Are, in fact, the e-mails missing? What's the likelihood of their recovery?
FRATTO: I think our review of this -- and you saw the court filing on this and our declaration and response to the judge's questions. I think, to the best of what all the analysis we've been able to do, we have absolutely no reason to believe that any e-mails are missing.
There's no evidence of that. There's no -- we tried to reconstruct some of the work that went into a chart that was entered into court records, and could not replicate that, or could not authenticate the correctness of the data in that chart.
And from everything that we can tell, our analysis of our back-up systems, we just -- we have no reason to believe that any e-mail, at all, are missing.
QUESTION: So where are they, or what...
FRATTO: Where or what?
QUESTION: Where are they?
(LAUGHTER)
FRATTO: Which e-mail?
(CROSSTALK)
FRATTO: No one will tell you, categorically, about any system -- any system, whether it's, you know, your system at Bloomberg or our system here at the White House, past and present, categorically, that data cannot be missing.

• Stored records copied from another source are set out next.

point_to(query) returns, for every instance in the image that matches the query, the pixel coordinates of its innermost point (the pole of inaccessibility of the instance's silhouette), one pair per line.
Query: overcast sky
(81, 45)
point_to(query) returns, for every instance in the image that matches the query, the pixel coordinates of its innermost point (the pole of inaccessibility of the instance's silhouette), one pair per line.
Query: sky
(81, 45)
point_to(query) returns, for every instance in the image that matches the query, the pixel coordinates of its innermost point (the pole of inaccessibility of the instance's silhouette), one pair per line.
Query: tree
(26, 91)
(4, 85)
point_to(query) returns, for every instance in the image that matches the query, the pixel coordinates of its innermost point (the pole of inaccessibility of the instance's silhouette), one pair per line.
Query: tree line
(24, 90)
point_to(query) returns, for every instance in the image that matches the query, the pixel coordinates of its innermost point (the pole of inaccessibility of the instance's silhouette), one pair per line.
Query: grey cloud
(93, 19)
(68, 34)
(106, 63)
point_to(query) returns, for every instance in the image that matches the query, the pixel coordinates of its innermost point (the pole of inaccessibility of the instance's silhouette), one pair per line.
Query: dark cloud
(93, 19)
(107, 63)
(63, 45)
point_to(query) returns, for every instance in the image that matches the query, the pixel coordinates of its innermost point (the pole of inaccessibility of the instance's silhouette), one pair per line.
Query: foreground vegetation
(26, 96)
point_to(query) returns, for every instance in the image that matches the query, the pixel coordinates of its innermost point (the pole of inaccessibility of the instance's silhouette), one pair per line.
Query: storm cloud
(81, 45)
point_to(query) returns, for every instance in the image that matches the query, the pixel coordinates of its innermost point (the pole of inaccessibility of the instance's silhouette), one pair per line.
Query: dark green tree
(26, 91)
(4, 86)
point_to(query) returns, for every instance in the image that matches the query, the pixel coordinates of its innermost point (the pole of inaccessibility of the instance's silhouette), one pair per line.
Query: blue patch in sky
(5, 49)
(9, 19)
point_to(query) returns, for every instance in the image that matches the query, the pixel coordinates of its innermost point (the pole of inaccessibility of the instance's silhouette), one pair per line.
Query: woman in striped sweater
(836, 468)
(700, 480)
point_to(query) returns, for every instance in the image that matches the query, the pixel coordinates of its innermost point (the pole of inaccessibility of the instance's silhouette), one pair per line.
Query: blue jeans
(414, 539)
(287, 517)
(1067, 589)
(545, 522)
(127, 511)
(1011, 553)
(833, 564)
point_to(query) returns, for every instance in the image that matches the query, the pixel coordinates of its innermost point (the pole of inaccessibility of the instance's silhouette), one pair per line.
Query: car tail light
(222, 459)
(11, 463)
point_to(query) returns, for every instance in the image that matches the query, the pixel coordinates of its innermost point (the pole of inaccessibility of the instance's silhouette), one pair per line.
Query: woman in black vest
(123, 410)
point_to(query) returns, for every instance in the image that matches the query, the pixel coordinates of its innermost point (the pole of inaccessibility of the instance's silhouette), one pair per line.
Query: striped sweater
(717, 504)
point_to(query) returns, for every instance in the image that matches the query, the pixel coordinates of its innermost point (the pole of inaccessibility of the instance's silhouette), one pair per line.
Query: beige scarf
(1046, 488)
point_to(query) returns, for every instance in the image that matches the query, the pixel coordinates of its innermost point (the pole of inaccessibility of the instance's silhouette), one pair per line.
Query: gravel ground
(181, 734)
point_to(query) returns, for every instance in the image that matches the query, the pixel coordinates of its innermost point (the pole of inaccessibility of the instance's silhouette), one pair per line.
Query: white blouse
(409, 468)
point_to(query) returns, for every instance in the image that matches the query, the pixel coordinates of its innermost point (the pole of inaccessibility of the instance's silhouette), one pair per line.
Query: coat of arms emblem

But all of our review of it and all of our understanding of the way that the backup system works, it's a backup system that captures existing data; it captures things that are stored and archived.
We have no reason to believe that there is any data missing at all. And we've certainly found no evidence of any data missing.
QUESTION: So that would mean that, if you were asked, you would be in a position to comply with a request to produce those documents?
FRATTO: Yes, which documents?
I mean, if someone has a specific requests for documents, and they would like us to search for them...
QUESTION: E-mails, that is.
FRATTO: ... particular e-mails -- of course, we could search for e-mails, and we have. And we have been responsive to requests, in the past.
QUESTION: And they have been produced? They do exist?
FRATTO: We have produced e-mails, upon request, either for our own internal review or, sometimes, in response to investigations that have taken place on the Hill. I mean, we have been able to go back and find e-mail.
The question is, have we been able to find a large mass of missing e-mail? No. We have not located, somewhere in the system, the absence of something. We have not been able to note the absence of anything in our databases.
QUESTION: You're saying they're there; you just haven't located them yet?
FRATTO: No.
(CROSSTALK)
FRATTO: I'm saying we have no evidence that shows that anything, at all, is missing. And you're saying, well, have you found the missing e-mails?
And we say, we have no evidence that anything is missing.
QUESTION: So you're saying that would include e-mails that were erased from the Republican National Committee system that was used by some White House officials?
FRATTO: I can't speak to the RNC's -- the RNC's system of archiving and storing e-mail. All I can tell you is that e-mail on the White House computers, we have no reason to believe that any e- mail or other data are missing.
QUESTION: I want to follow up on that. I've taken a real sky view of this particular story, but -- so it was wrong to say a few months ago that there were possibly millions of e-mails missing?
FRATTO: I think those charges came from outside the White House. I think that's the charge of one of the...
QUESTION: One of your colleagues addressed those from the podium and suggested that that was accurate? Again, I'm taking...
FRATTO: I'm not sure what was said on that. I could tell you today, though, that we have no evidence and we have no way of showing that any e-mail at all are missing.